Saks Fifth Avenue NORDSTROM - Celebrate the season's freshest trends at the NORDSTROM Beauty Trend Event.

Friday, December 2, 2011

Review: MAC Gareth Pugh 182 Square Handled Buffer Brush (Couture Limited Edition)


From Left to Right: MAC 182 Brush (2006 Couture Limited Edition), MAC Gareth Pugh 182 Brush (Couture Limited Edition), MAC 109 Brush (pictured just for size comparison)

MAC limited edition products usually sell like hot cakes; however, most of the products from their couture line are currently still available for purchase. I'm assuming it's because many people are turned off by the price. The regular 182 brush from their permanent line is $49.50 and the Gareth Pugh one is $60; however, I don't mind paying an extra $10.50 just for the special handle because the quality of the couture version is excellent and it looks more attractive than the regular version.

.
Pros:
  • feels teddy bear soft
  • bristles are densely packed
  • no shedding when used with powder products
  • no dye bleeding
  • no funky smell after a few washes
  • dries within 6 hours
  • ideal for buffing out over-applied products, such as blush
  • great for applying setting powder, bronzer, & mineral/powder foundation

Cons:
  • can be difficult to wash without getting the handle wet
  • price is $60
  • packaging is a little "cheap" (It comes in a plastic tube & is packaged in a thin paper box)
  • handle gets dirty easily with fingerprints

The brush fits nicely in a standard powder compact.

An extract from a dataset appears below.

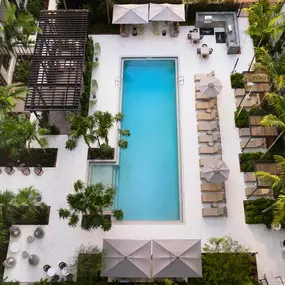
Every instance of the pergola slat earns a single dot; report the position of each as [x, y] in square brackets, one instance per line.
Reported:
[56, 73]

The bristles of the Gareth Pugh Square Handled Buffer brush are densely packed and feels luxuriously soft. It smelled like a dead animal when I got it; however, after a few washes, the stench is gone. I did not experience any shedding because it's constructed very well and I only use it for powder products. The brush is made from natural bristles; therefore, it is not ideal for applying liquid/cream products. (It will shed if you do.) 


Although the bristles are dense, it's not "too dense" for applying setting powder. I still get a light coverage and it doesn't give me a cakey finish. This brush is also great for buffing in mineral or powder foundation if you don't want heavy coverage. However, if you want better coverage, I recommend purchasing the Sephora #43 (full review) because the bristles are more densely packed. (Note: The denser the brush, the more coverage you'll get.) I also love using the Gareth Pugh brush to buff out over-applied blush. 

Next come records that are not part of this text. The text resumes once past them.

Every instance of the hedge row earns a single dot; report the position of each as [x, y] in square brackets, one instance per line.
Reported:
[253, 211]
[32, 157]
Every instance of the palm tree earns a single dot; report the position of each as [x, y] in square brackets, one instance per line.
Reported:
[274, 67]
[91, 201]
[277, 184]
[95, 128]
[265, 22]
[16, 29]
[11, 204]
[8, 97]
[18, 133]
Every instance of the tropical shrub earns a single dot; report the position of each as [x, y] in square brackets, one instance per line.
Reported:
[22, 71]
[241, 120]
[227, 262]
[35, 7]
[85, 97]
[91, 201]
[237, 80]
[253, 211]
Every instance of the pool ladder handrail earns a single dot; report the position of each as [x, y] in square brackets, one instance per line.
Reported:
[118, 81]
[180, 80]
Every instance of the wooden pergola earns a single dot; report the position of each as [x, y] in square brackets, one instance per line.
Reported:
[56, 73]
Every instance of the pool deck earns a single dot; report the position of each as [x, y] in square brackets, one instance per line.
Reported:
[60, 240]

Left: MAC 182 Brush ( 2006 Couture Limited Edition)
Right: MAC Gareth Pugh 182 Brush (Couture Limited Edition)

When compared to the MAC 182 2006 Couture Limited Edition brush (full review), the Gareth Pugh version is slightly denser and softer. Also, the head of the brush is less wider. They both perform basically the same during application; however, I prefer to use the Gareth Pugh version for buffing out over-applied products since the bristles are slightly denser. The main difference between these two brushes is the appearance & the weight of the handle. The Gareth Pugh is slightly more heavy & it gets dirty easily with fingerprints. Also, when I first got the 2006 version, it didn't shed. However, now it sheds one hair after each wash. The Gareth Pugh version hasn't shed yet, but I will post an update if it starts to. 

From Left to Right: MAC 182 Brush (2006 Couture Limited Edition), MAC Gareth Pugh 182 Brush (Couture Limited Edition), MAC 109 Brush (pictured just for size comparison)

As for maintenance, it can be difficult to wash without getting the handle wet. (When water gets into the ferrule, the glue loosens and that causes the bristles to shed. Therefore, you should never dry brushes standing upright.) Instead of deep cleaning the whole brush head, you could spot clean it. (Spray some brush cleanser onto a piece of paper towel and then rub your brush onto the towel until all the product gets out.) However, I don't really like this method because it doesn't clean as well as the traditional way. 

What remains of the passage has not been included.